La mobilisation contre le décret anti-immigration ne s'apaise pas: après les manifestations et l'indignation dans nombre de capitales, le président américain Donald Trump est confronté à une fronde au sein de l'appareil d'État, à laquelle il a choisi de répondre avec fermeté.

Après avoir limogé avec fracas lundi soir la ministre par intérim de la Justice, le président républicain s'en est pris mardi avec véhémence à ses opposants démocrates au Congrès, les accusant de paralyser le fonctionnement gouvernemental en tardant à confirmer ses candidats.

«Ils devraient avoir honte ! Pas surprenant que (Washington) D.C. ne fonctionne pas !», a-t-il tweeté avec la volonté évidente de galvaniser sa base électorale.

Décision rarissime lors de la mise en place d'une nouvelle équipe à la Maison-Blanche, Sally Yates, une fonctionnaire de l'ancienne administration Obama qui assurait l'intérim du ministre de la Justice, avait ordonné aux procureurs de ne pas défendre le décret du nouveau président, mettant en doute sa légalité.

Dans un communiqué au ton inhabituellement vindicatif, la Maison-Blanche a écarté cette dernière, accusée d'être «très faible sur l'immigration illégale» et d'avoir «trahi» son ministère.

Son successeur, Dana Boente, a immédiatement donné ordre aux salariés du département de la Justice «de faire leur devoir» et de «défendre les ordres légaux de notre président».

La Maison-Blanche défend son décret au nom de la nécessité d'empêcher l'entrée aux États-Unis de «terroristes islamiques radicaux». «Cela n'a rien à voir avec la religion, il s'agit de terrorisme et de la sécurité de notre pays», martèle le président américain.

«Mauvais message»

Mais la fronde ne vient pas seulement des rangs démocrates.

Dans une lettre ouverte, plusieurs dizaines d'anciens conseillers de Barack Obama et George W. Bush ont estimé que ce décret envoyait «le mauvais message à la communauté musulmane dans le pays et de par le monde»: l'idée que le gouvernement américain est «en guerre contre eux» sur la base de leur religion».

Les signataires se disent convaincus que cette décision aura «un impact négatif à long terme» sur la sécurité nationale des États-Unis.

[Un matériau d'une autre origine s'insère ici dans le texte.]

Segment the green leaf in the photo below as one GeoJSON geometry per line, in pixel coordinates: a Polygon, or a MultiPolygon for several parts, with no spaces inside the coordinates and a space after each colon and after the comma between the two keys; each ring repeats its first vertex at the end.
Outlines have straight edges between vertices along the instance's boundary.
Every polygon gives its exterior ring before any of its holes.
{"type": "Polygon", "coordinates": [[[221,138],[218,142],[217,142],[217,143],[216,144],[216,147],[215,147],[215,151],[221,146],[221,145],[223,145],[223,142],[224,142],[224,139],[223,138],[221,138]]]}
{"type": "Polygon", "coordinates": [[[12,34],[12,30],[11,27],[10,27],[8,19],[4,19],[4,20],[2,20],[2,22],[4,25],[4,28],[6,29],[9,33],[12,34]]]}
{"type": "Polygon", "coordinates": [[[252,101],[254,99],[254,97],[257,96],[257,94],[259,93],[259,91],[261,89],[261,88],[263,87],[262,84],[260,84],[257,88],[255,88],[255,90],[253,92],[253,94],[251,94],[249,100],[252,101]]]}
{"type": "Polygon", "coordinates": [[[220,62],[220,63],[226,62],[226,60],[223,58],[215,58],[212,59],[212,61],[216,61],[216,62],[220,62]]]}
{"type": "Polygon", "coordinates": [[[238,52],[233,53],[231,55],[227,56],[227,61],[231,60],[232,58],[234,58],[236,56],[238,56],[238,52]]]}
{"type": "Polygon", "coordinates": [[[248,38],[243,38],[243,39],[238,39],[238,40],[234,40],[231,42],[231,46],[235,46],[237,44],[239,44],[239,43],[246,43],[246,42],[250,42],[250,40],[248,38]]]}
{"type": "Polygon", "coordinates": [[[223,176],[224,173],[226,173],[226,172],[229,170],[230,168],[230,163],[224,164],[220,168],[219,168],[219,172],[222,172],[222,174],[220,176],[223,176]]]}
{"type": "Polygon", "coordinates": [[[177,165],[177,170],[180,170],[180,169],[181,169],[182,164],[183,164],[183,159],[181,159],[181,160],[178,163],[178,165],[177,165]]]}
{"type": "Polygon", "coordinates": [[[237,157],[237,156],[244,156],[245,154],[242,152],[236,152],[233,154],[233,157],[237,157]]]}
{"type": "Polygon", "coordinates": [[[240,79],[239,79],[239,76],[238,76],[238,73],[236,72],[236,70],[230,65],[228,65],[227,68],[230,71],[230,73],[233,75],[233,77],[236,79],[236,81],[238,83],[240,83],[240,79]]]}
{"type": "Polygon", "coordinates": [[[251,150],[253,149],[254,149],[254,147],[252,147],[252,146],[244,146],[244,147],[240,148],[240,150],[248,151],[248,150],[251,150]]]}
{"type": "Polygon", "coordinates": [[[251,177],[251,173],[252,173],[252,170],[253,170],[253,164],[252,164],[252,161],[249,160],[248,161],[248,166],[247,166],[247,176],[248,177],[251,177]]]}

Par ailleurs, des diplomates américains ont protesté contre le décret en utilisant un canal officiel dit de dissidence. «Soit ils acceptent le programme, soit ils s'en vont», a répondu la Maison-Blanche en guise d'ultimatum.

L'ancien président démocrate Barack Obama est sorti de son silence, se disant, par la voix de son porte-parole, encouragé par «le niveau de mobilisation» à travers les États-Unis.

M. Obama avait promis de se tenir à l'écart du débat politique sauf si «les valeurs fondamentales» de l'Amérique étaient menacées. Dix jours après son départ de la Maison-Blanche, il a jugé que c'était le cas.

De partout à travers le monde, les témoignages affluent de ressortissants des pays concernés par les restrictions qui dénoncent, entre abattement, incrédulité et colère, les mesures abruptement mises en place par la nouvelle administration américaine.

Six Iraniens voyageant vers les États-Unis ont passé trois nuits dans la zone de transit de l'aéroport d'Amsterdam-Schiphol.

Le groupe avait quitté Téhéran à bord d'un appareil de la compagnie KLM et devait prendre à Amsterdam des vols vers différentes villes américaines. C'est «très déroutant», a confié à l'AFP Pedram, un médecin de 33 ans joint au téléphone.

Déclarations «inquiétantes»

Au-delà des États-Unis, la vague d'indignation soulevée par l'initiative de la Maison-Blanche n'a pas faibli.

Le président du Conseil européen Donald Tusk a dénoncé les déclarations «inquiétantes» de l'administration Trump qui «rendent notre avenir hautement imprévisible».

La nouvelle administration «semble mettre en cause les 70 dernières années de politique étrangère américaine», a-t-il mis en garde dans une missive envoyée aux chefs d'État et de gouvernement de 27 pays de l'UE (sans le Royaume-Uni).

Le vice-premier ministre turc Numan Kurtulmus a appelé mardi le président Trump à réévaluer son décret motivé par «l'islamophobie, les sentiments anti-immigration et la xénophobie croissants en Occident».

La chancelière allemande Angela Merkel avait estimé que la lutte contre le terrorisme ne justifiait pas «de généraliser le soupçon contre les personnes en fonction de leur croyance, en l'occurrence ici des personnes de foi musulmane».

Les députés britanniques débattront le 20 février de la pétition, qui a recueilli près de 1,7 million de signatures, réclamant que la visite d'État de Donald Trump soit ramenée au rang de simple visite officielle.